Illinois' first case of a more contagious COVID-19 variant from Brazil has been identified in a patient in Chicago.
- As essential workers and people over 65 begin to get vaccinated this week, infectious disease doctors say, rolling out the vaccine quickly is a must to prevent more COVID variants from developing. Already, many have surfaced in the United States, including Illinois.
RICHARD NOVAK: Fortunately, it doesn't mutate as rapidly as influenza does. But because there are so many people who are infected and at risk for infection, we're allowing the virus to develop these variants.
- UIC Infectious Disease Head Dr. Richard Novak says, some of the variants are more contagious and are not protected by natural immunity.
RICHARD NOVAK: Once somebody has had the infection, they make their own antibodies. Those antibodies don't seem to protect against reinfection with these new variants, both the Brazilian and the South African variants.

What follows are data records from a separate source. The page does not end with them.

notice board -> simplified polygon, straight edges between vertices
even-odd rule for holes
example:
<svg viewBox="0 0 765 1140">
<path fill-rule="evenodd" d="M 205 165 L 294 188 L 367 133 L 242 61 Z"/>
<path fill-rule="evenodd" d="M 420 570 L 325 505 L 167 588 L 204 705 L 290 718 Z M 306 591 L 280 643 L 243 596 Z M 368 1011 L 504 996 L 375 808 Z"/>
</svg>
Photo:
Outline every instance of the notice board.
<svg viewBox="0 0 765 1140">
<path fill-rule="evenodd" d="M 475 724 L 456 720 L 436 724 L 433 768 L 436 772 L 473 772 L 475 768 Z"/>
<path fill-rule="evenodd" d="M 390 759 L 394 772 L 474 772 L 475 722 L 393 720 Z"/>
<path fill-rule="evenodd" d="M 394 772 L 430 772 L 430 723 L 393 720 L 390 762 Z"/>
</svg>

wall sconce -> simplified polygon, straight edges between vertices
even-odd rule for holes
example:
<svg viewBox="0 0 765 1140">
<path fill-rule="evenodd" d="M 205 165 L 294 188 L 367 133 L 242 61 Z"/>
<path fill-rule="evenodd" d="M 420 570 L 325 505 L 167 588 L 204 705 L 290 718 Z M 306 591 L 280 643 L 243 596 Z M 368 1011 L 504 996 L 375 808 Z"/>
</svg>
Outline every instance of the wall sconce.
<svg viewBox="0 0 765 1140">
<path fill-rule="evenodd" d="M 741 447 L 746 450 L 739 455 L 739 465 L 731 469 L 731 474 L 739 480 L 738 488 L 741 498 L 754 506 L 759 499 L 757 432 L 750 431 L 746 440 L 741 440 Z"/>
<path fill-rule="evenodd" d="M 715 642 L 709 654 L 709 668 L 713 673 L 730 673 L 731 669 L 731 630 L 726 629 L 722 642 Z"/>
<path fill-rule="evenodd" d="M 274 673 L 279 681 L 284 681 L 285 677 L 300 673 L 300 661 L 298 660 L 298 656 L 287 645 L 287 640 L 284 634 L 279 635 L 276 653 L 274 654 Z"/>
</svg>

- There is also concern current vaccines may not be as effective against the new variants, but doctors say, they are effective enough to protect people.
ALLISON BARTLETT: These vaccines from the outset were amazingly effective. You know, 95% was beyond our wildest dreams of what we were expecting, and any incremental decrease in these vaccines is still a significant amount of protection.
- Doctors say, the key is staying one step ahead of the variants. Moderna and Pfizer are already working on boosters.
ALLISON BARTLETT: The need for boosters in the coming years was sort of a given for these vaccines given the uncertainty on the duration of immunity.
SARAH SCHULTE: University of Chicago's Dr. Alison Bartlett says, the advantage of the current mRNA vaccines is tweaking them through technology can be done much more quickly compared to a flu vaccine.
And because vaccines are part of the solution, and it's going to take a while before everyone is vaccinated, doctors say, these new variants are just a reminder of how important it is to double down on all the protocols we've been living with for the past few months. Sarah Shulte, ABC 7, Eyewitness News.